Anja König erinnerte, dass Adolf Hitler 1944 Ina Seidel Hitler in die "Gottbegnadeten-Liste" der damals sechs wichtigsten zeitgenössischen deutschen Schriftsteller aufnahm. Gerd Steinberger warnte vor den immer stärkeren rechten Tendenzen in Deutschland: „Wehret den Anfängen, wir müssen die Demokratie in unserem Land aufleben lassen.“
Dr. Stefan Müller-Kroehling versuchte die aufgeheizte Stimmung im Saal zu beruhigen: „Wir geben mit dieser Angelegenheit kein gutes Bild für unsere Bürger ab“. Für den Fall, dass es zu keiner Umbenennung der Straße kommt, regte er an, ein Zusatzschild anzubringen, das auf die Geschichte von Ina-Seidel hinweist.
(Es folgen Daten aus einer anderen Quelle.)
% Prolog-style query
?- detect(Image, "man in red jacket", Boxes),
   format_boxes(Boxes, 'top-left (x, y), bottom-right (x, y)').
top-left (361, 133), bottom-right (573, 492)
Dr. Thomas Haslinger erinnerte sich seiner Worte gegenüber Dr. Thomas Keyßner und entschuldigte sich für seine „flapsige“ Bemerkung: „Es tut mir leid.“
Bei der anschließenden namentlichen Abstimmung entschied sich das Stadtratsplenum den Straßennamen Ina-Seidel beizubehalten. Dafür stimmten: Bernd Friedrich, Maximilian Götzer, Dr. Thomas Haslinger, Dr. Dagmar Kaindl, Prof. Dr. Thomas Küffner, MdL Helmut Radlmeier, Lothar Reichwein, Gertraud Rößl, Ludwig Schnur, Rudolf Schnur, Gabi Sultanow, Hans-Peter Summer, Ludwig Zellner, Ludwig Graf, Robert Mader, Klaus Pauli, Erwin Schneck, Jutta Widmann, Rainer Ecker, Wolfram Schubert, Günter Straßberger, Jürgen Wachter, Robert Neuhauser und Oberbürgermeister Alexander Putz. Alle anderen stimmten für die Änderung. Die Stadträtinnen Iris Haas und Sigi Hagl fehlten entschuldigt.